If government's plans to overhaul the social and health care system (known colloquially as "sote") proceed, they will require further reforms to the national pension system, a government working group said on Tuesday.
The group was appointed by the finance and social affairs and health ministries, and consists of ministry experts, members of major trade unions and employer groups, municipality unions and representatives of the business community.
The group has proposed a merger of the country's private and public pension systems, saying that the national pension agency Keva should establish a new pension insurance firm that can assume responsibility for the pensions of workers in the private sector.
When and if Finland makes long-planned reforms to its social and health care system, private companies are expected to play increasingly major roles within those sectors. In practice, that will mean that several thousand publicly-employed health and social care workers will be transferred from the public to the private sector.
As the number of municipal workers decreases, there will be a parallel decrease in pension payments at the municipal level. Keva, which operates the municipal pension system, risks losing both clients and money. On top of that, according to the working group, the municipal finances will also weaken.
Keva CEO, Timo Kietäväinen, said decision-makers in Finland have talked about possible reforms to the pension system for 20 years.
"But this is the first time that anyone even tried to examine whether a reform is actually possible," Kietäväinen said.
Keva is Finland's largest pension provider
Chair of the working group and director of the Finnish Centre for Pensions, Heli Backman, said systemic reforms of the pension system would solve the issue of workers making the public to private shift.
Keva is Finland's largest pension insurance firm; it has around 1.2 million clients who work in the public sector and employs about 550 workers.

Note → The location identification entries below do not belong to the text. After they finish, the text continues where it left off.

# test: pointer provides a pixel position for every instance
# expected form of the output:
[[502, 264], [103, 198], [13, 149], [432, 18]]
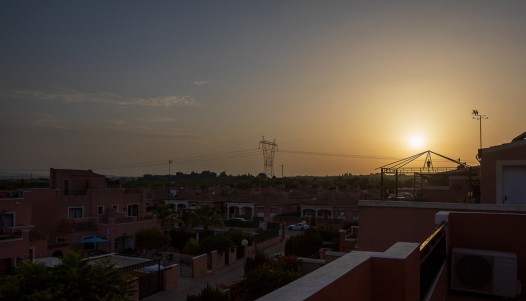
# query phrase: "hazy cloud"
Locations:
[[42, 119], [200, 82], [13, 90]]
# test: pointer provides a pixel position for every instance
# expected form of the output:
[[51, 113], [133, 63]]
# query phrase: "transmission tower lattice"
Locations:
[[269, 149]]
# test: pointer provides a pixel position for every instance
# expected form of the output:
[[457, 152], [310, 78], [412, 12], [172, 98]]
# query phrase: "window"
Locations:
[[133, 210], [7, 220], [76, 212]]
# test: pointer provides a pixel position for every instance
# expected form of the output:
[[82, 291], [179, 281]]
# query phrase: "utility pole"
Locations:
[[169, 171], [269, 149], [479, 117]]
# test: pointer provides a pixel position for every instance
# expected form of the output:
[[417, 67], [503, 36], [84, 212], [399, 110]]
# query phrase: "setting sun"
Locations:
[[416, 141]]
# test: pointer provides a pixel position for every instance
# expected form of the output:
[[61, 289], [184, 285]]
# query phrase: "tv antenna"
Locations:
[[479, 117], [269, 149]]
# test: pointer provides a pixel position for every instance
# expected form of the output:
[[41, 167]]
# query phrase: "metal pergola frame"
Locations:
[[400, 167]]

Keva's investment holdings amount to around 50 billion euros.
According to the working group, merging the public and private pension systems should be cost neutral. It added that pension premiums and fees should not change in the long run - for workers or their employers. The reforms should not affect pension levels for affected workers, either, according to the group.
After any eventual reforms, public workers should be protected by the same laws that shield private sector workers, the working group said.
Future uncertain
The exact form eventual pension system reforms will take is heavily dependent upon how "sote" reforms take shape - when and if they do.
With little time left before the parliamentary elections in April, it remains unclear whether Prime Minister Juha Sipilä's government will be able to get the reforms implemented as planned.
The Constitutional Law Committee has not yet approved the reforms and there is the possibility that the broad reform package could collapse - or be watered down before it gets a green light.
Despite these unknown factors, the working group said that the current separate pension systems are also problematic in light of other major organisational changes affecting the public and private sectors.
Minister of Local Government and Public Reforms Anu Vehviläinen has recommended that the working group send its report for referral so that the next government will be able to work on the reforms further.